Re: Possibly of interest: parallel netcdf study


Thanks, this was interesting.  I think you want to change the table
heading in Table 1 from "NCAR IBM P690" to "NCSA IBM P690".

Thanks for correction. We will correct them.

I wonder if the results that show less wall clock time for 6 time
steps than for 4 time steps and similarly for 10 time steps less than
for 8 time steps with pnetCDF on the NCSA P690 might be an indication
of a discretization error in the timing.  Or maybe something else was
consuming enough of the machine that the results are unreliable.

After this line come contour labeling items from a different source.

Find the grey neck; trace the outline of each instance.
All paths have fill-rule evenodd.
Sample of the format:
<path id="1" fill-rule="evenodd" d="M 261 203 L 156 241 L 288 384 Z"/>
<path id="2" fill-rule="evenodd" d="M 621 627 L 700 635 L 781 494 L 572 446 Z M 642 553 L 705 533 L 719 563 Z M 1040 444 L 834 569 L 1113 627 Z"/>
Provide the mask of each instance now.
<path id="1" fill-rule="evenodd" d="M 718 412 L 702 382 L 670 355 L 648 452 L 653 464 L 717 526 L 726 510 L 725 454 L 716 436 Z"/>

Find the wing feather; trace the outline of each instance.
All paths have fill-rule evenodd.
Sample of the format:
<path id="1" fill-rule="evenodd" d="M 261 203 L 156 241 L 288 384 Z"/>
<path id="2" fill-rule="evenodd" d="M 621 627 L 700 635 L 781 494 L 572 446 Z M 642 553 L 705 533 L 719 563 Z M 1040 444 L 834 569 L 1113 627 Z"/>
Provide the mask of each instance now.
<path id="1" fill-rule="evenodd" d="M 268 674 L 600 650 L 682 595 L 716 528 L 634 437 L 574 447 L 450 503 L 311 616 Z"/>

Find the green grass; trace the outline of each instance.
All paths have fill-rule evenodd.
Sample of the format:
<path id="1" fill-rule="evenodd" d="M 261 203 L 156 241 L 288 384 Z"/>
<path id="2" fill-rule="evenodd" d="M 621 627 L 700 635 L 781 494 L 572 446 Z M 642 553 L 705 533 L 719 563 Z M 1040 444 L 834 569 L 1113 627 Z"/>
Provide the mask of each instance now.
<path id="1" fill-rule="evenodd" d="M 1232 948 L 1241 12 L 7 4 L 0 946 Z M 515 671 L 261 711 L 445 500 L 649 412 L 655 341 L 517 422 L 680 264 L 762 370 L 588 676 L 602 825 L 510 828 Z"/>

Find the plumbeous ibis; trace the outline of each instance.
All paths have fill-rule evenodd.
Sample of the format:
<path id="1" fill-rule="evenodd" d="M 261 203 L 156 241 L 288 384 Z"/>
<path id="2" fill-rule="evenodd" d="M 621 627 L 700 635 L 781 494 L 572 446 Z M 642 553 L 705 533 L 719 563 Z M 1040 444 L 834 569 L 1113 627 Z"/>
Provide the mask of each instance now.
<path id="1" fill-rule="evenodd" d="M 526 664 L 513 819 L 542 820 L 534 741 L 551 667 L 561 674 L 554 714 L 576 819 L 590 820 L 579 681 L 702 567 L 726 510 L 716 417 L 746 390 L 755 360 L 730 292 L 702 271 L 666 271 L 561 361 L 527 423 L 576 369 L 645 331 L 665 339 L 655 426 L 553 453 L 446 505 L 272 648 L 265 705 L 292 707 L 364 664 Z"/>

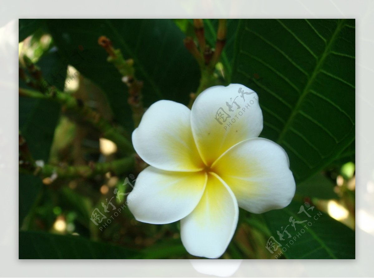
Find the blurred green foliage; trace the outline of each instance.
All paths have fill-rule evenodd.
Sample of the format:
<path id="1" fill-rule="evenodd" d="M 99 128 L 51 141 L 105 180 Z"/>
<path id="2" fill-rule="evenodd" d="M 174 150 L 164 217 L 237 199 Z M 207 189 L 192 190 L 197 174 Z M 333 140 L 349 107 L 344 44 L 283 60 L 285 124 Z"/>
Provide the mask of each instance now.
<path id="1" fill-rule="evenodd" d="M 214 47 L 218 21 L 203 22 L 207 42 Z M 277 231 L 291 223 L 290 217 L 305 220 L 298 214 L 304 203 L 315 207 L 308 211 L 311 216 L 321 214 L 304 233 L 289 226 L 291 238 L 301 236 L 276 258 L 354 258 L 355 21 L 229 19 L 227 24 L 222 67 L 214 74 L 221 83 L 242 84 L 258 93 L 261 136 L 286 150 L 297 188 L 284 209 L 259 215 L 240 209 L 222 258 L 275 258 L 266 248 L 268 240 L 279 238 Z M 19 21 L 21 52 L 34 53 L 48 82 L 88 103 L 129 139 L 128 89 L 98 44 L 102 35 L 134 60 L 144 82 L 145 107 L 160 99 L 188 104 L 200 79 L 197 64 L 183 45 L 186 36 L 194 36 L 191 20 Z M 77 87 L 70 86 L 74 82 Z M 27 87 L 21 79 L 19 86 Z M 19 108 L 20 130 L 36 160 L 63 166 L 120 157 L 104 154 L 100 133 L 53 101 L 20 97 Z M 140 223 L 127 208 L 102 230 L 91 220 L 94 210 L 112 197 L 117 208 L 123 205 L 116 194 L 131 190 L 122 185 L 137 173 L 51 176 L 42 182 L 20 172 L 19 258 L 194 258 L 182 245 L 178 223 Z M 351 222 L 329 216 L 326 204 L 332 199 L 346 209 Z"/>

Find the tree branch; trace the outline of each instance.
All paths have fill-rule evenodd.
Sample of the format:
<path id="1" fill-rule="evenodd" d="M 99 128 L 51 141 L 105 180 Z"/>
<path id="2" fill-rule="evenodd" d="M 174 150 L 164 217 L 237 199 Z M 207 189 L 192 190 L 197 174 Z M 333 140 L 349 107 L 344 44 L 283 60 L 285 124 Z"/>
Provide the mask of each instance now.
<path id="1" fill-rule="evenodd" d="M 51 99 L 61 103 L 65 109 L 77 112 L 85 120 L 100 130 L 104 138 L 113 141 L 121 151 L 127 153 L 134 152 L 131 142 L 97 112 L 85 105 L 81 101 L 67 94 L 57 94 L 52 91 L 46 95 L 33 90 L 19 88 L 19 96 L 40 99 Z"/>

I am not sure whether the discretization error in the timing is the reason. It is possible that the machine is busy during some runs. The reason we show this figure is for demonstration that
Parallel NetCDF is worse than Sequential NetCDF with small writes.

But things like parallel file system ,type of platforms, number of processors, the file layout of the model output as well as
MPI-IO and GPFS will also affect the performance.

I'm also curious why the pnetCDF appears to be so much slower than
serial netCDF for small writes.  Do you know what the nature of the
MPI-IO overhead is that could explain what appears to be a 10:1
slowdown for using pnetCDF with 4 time steps on the NCSA P690?  I
could understand maybe a 2:1 slowdown, but 10:1 seems surprisingly
large ...

Thanks for pointing out this. As a matter of fact, we may add more contents to explain this.

I can think the following factors that may be possibly  affect the performance:

MPI-IO library, parallel NetCDF implementation, parallel parallel file system ,type of platforms, number of processors, the file layout of the model, the domain decomposition of the model. We will write another report solely for the performance of ROMS with Parallel NetCDF. In that report we may talk more about these factors.

One important reason I can think of :
As the paper mentioned, there are about 20 1-element netcdf variables inside ROMS. All these variables are written in independent IO mode. There are no corresponding collective IO Parallel NetCDF functions. One strength for Parallel NetCDF is the collective IO with good "set file view". So through independent IO to write one element into the NetCDF file is not using any optimization of Parallel NetCDF. That will, I think, tremendously degrade the performance.

We may do another study to do further investigate whether that will improve the performance when we stop writing those variables into NetCDF.